Sara’s lessons continued.  Because her voice had very little natural ring, I asked her to focus on the ng exercise and gave her nje-ri-tu-mi-kya-nja-bel-la.  The combination of more core in her sound allowed her to benefit even more from the vocal protection as she developed it and her sound began to grow.  Working with her on the cuperto, identifying a “heady” approach and carrying that down into the middle voice helped her gain more confidence in her naturally weaker middle voice, but it remained more airy than the rest of her voice.  Hearing that this is the norm for women and would eventually be solved helped reassure her.

Then, I introduced the concept of the lower larynx, which she was able to do easily practicing it at home for one week.  Having a relaxed lower laryngeal position naturally gave her more depth and color in her voice and increased her volume.  I then explained the pre-vomit reflex and the combination of the lowered larynx and more open pharyngeal space made a big difference in her sound.  Sara said her voice also felt more secure, reliable and easier to produce with this approach.  To continue on with opening her resonance spaces, I gave her soon thereafter exercises to open the back and side walls of the throat behind the mouth.  This also increased her sound and helped her voice feel easier.

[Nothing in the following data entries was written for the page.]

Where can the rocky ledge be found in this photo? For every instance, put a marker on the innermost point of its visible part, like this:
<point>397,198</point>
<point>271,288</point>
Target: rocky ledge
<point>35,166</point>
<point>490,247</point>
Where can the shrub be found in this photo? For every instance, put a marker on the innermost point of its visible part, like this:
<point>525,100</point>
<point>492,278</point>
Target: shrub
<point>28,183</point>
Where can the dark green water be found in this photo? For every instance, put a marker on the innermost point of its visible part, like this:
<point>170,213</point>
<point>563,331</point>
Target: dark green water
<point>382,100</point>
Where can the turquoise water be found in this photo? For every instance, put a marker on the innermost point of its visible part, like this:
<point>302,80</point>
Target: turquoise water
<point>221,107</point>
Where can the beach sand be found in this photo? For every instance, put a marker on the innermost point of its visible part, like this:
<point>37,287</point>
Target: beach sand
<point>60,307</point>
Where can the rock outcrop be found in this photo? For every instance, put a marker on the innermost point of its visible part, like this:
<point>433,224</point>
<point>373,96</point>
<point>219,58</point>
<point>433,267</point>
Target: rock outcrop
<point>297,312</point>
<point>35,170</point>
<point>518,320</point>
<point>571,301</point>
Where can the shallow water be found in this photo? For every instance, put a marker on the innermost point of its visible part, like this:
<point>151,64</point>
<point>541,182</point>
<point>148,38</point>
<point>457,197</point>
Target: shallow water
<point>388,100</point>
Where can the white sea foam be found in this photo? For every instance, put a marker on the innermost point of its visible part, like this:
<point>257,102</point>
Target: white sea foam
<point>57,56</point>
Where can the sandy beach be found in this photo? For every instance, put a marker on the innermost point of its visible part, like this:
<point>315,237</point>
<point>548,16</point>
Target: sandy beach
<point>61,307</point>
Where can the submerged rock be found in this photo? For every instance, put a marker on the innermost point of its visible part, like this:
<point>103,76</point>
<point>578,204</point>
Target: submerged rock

Sara was more willing at this point to try a mix in her middle voice and with the help of expanding her back, her vocal cords were learning the good new habit of maintaining better cord closure.  She said her high notes felt a lot more comfortable and that she felt she wanted to sing higher as a general rule.  Having a more functional technique overall was reorienting her high voice towards its innate tessitura.  I continued to have her work on ring and the vocal protection, which enabled her to start showing signs of a healthy vibrato for the first time.  Working on a lowered larynx helped her voice continue to grow in size and color.

An excellent and dedicated student, Sara valiantly worked on her vocal technique daily and in particular, worked on her back expansion and breath resistance until it was connected with her vocal production.  After nine months of study, her voice has truly been transformed!  It is now at least 20 times bigger than her wispy sound in her initial lesson, is easily produced and is taking advantage of her natural resonance.  She has both some ring and some warmth in her voice.  While she still tends to revert to taking chest voice a little too high in performance situations, she says that her middle voice in a mix is starting to feel just a secure (with back expansion, of course) as her chest voice.  Victory!

Sara is extremely grateful to me for her tremendous amount of improvement in the last nine months.  I tell her that she took the tools and guidance that I gave her and ended up teaching herself whenever she practiced.  That is the way it is supposed to be.  Because she was intelligent, listened to my explanations, was aware, observed her own process and asked pertinent questions, she had the tools she needed to work on her own voice and improve.  The right tools and the right attitude are both equally necessary for success.  Sara will continue to study and her voice will continue to improve by leaps and bounds.